RS — Reset-dominant bistable
Pin layout
| Direction | Name | Type | Description |
|---|---|---|---|
| Input | S | BOOL | Set — sets Q1 to TRUE |
| Input | R1 | BOOL | Reset (dominant) — wins over S when both are TRUE |
| Output | Q1 | BOOL | Latched state |
RS vs. SR
Two flip-flop variants:
| FB | Set input | Reset input | Priority |
|---|---|---|---|
| RS | S | R1 | Reset wins |
| SR | S1 | R | Set wins |
The “1” suffix marks the dominant input.
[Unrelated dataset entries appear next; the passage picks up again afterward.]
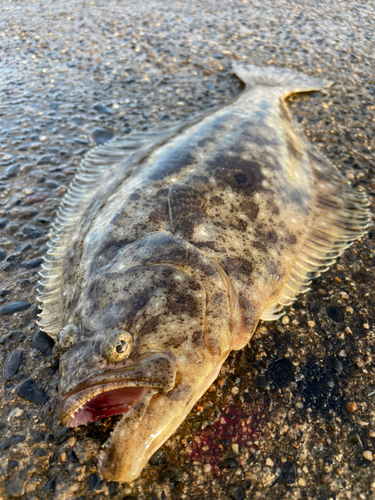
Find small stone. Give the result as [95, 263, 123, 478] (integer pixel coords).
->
[7, 407, 24, 421]
[0, 301, 31, 315]
[6, 478, 25, 497]
[227, 484, 245, 500]
[368, 430, 375, 438]
[218, 458, 238, 469]
[320, 473, 332, 485]
[148, 450, 166, 466]
[362, 385, 375, 398]
[257, 376, 269, 390]
[3, 349, 23, 380]
[22, 224, 43, 239]
[231, 443, 239, 454]
[44, 477, 57, 494]
[4, 165, 19, 178]
[7, 460, 18, 470]
[266, 458, 274, 467]
[363, 451, 373, 461]
[330, 358, 343, 374]
[92, 128, 114, 145]
[6, 222, 20, 236]
[25, 191, 51, 204]
[338, 349, 347, 357]
[298, 478, 306, 487]
[0, 435, 26, 450]
[54, 427, 73, 444]
[93, 103, 113, 115]
[39, 135, 47, 142]
[45, 180, 59, 189]
[203, 464, 211, 473]
[20, 257, 44, 269]
[231, 386, 239, 395]
[37, 155, 56, 165]
[67, 449, 79, 463]
[0, 248, 6, 261]
[17, 378, 49, 406]
[0, 218, 9, 228]
[11, 207, 39, 219]
[307, 320, 315, 328]
[326, 306, 344, 323]
[284, 460, 297, 485]
[281, 315, 290, 325]
[347, 402, 358, 413]
[352, 271, 371, 284]
[31, 330, 55, 356]
[348, 433, 362, 446]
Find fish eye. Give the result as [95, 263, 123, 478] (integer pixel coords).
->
[57, 324, 79, 351]
[101, 330, 132, 364]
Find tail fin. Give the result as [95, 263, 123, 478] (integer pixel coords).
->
[233, 63, 332, 95]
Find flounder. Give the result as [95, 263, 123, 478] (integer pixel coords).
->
[37, 65, 370, 482]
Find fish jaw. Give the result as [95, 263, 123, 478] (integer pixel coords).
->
[99, 359, 224, 483]
[58, 352, 176, 427]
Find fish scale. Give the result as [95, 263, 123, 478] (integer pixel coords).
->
[37, 64, 370, 482]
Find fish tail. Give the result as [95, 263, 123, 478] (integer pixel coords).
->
[233, 63, 332, 95]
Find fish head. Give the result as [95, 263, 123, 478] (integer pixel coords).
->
[57, 249, 233, 482]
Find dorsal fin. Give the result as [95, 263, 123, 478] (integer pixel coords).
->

Pick RS when safety considerations require that an active reset always overrides a set request (e.g. emergency-stop systems); pick SR when an active set request must override a release (e.g. latching alarms).
Syntax
VAR
flagLatch : RS;
END_VAR
flagLatch(S := xSetCondition,
R1 := xResetCondition);
IF flagLatch.Q1 THEN ... END_IF;
Semantics
Per Annex F.4.2, evaluated on each call:
- If
R1 = TRUE:Q1 := FALSE(reset wins). - Else if
S = TRUE:Q1 := TRUE. - Else:
Q1keeps its previous value.
So the truth table:
| S | R1 | Q1 (next) |
|---|---|---|
| F | F | unchanged |
| T | F | TRUE |
| F | T | FALSE |
| T | T | FALSE (R1 wins) |
When to use RS instead of a plain BOOL
A plain BOOL requires explicit assignment whenever the value
should change. An RS encodes the “set on this condition,
reset on that condition” pattern declaratively, which is
clearer than the equivalent IF/ELSIF cascade — and importantly
makes the priority explicit in the FB choice.
(* Equivalent — but reading the FB version, the reset-dominance
is obvious from the type, no need to inspect the IF order *)
IF xResetCondition THEN
xLatch := FALSE;
ELSIF xSetCondition THEN
xLatch := TRUE;
END_IF;
(* vs. RS *)
flagLatch(S := xSetCondition, R1 := xResetCondition);
xLatch := flagLatch.Q1;
IEC reference
IEC 61131-3 third edition (2013), Annex F.4.2 (RS). The set-dominant SR is in F.4.1.
matiec conformance
Implemented per the standard. The pin-name spelling (R1 not
R) is the most common LLM mistake — see llm_signals.